What is temperature: function of energy or the value of this function in thermal equilibrium?

Question

As far as I remember, many textbooks on statistical physics introduce temperature as a condition of equilibrium of a composite thermodynamic system. E.g., if the system consists of two parts with energies $E_1,E_2$, and the total energy is fixed, $E=E_1+E_2$, then maximizing the entropy (and neglecting the small contributions due to the interactions on the systems borders) we have: $$ \frac{d}{dE_1}\left[S_1(E_1) + S_1(E-E_1)\right]=S_1'(E_1) - S_2'(E-E_1)=0\\\Rightarrow S_1'(E_1) = S_2'(E-E_1)\\\Rightarrow E_1^*, \frac{1}{T}=S_1'(E_1^*)=S_2'(E-E_1^*) $$ The temperature is thus a value of the derivative of the entropy (logarithm of the number of the microstates at thermal equilibrium, but not the derivative itself (the difference between a function and a value of this function at a specific point, contrary to what is suggested in this question, which motivated me to ask mine.)

What I miss here is the transition from this definition of temperature to the condition of thermal equilibrium as the equality of temperatures - this means that the temperature must be defined for each subsystem independently. So, is the temperature a function (of energy) or a value of a function at thermal equilibrium?

Answer 1

The definition of temperature is $$ T = \left(\frac{\partial S}{\partial E}\right)_{V,N} $$ and as such it is a function of $E$, $V$ and $N$: $$ T = T(E,V,N) $$ The value of $T$ at a particular state is the numerical value of this function at the energy, volume and number of moles in that state.

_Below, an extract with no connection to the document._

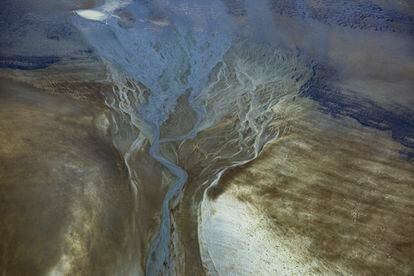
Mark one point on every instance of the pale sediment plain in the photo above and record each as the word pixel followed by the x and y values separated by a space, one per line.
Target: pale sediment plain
pixel 207 138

If you have two systems you can can calculate their temperatures. If they are equal, the systems are in thermal equilibrium.

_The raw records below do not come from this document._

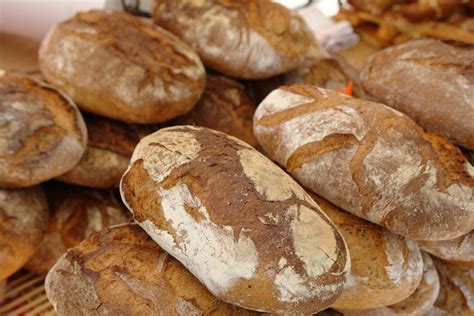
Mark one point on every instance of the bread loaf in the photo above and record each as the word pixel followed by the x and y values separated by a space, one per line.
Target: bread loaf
pixel 42 133
pixel 122 67
pixel 369 160
pixel 122 271
pixel 108 153
pixel 75 213
pixel 431 81
pixel 225 106
pixel 419 303
pixel 235 220
pixel 251 39
pixel 385 268
pixel 23 222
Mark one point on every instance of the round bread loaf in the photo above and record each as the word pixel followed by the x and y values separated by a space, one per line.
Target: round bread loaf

In other words, the equilibrium condition requires the value of tyemperature to be the same in both systems, not the functions: $$ \underbrace{T(E_1,V_1,N_1)}_{T_1} = \underbrace{T(E_2,V_2,N_2)}_{T_2} $$ which we write more conventionally as $$T_1 = T_2$$

I suspect the confusion arises from the common mathematical notation, $v = v(t)$, which assigns the same symbol $v$ to both the function (e.g., velocity as a function of time) and the value of the function at some specific $t$ (as in $v=0$ at $t=0$).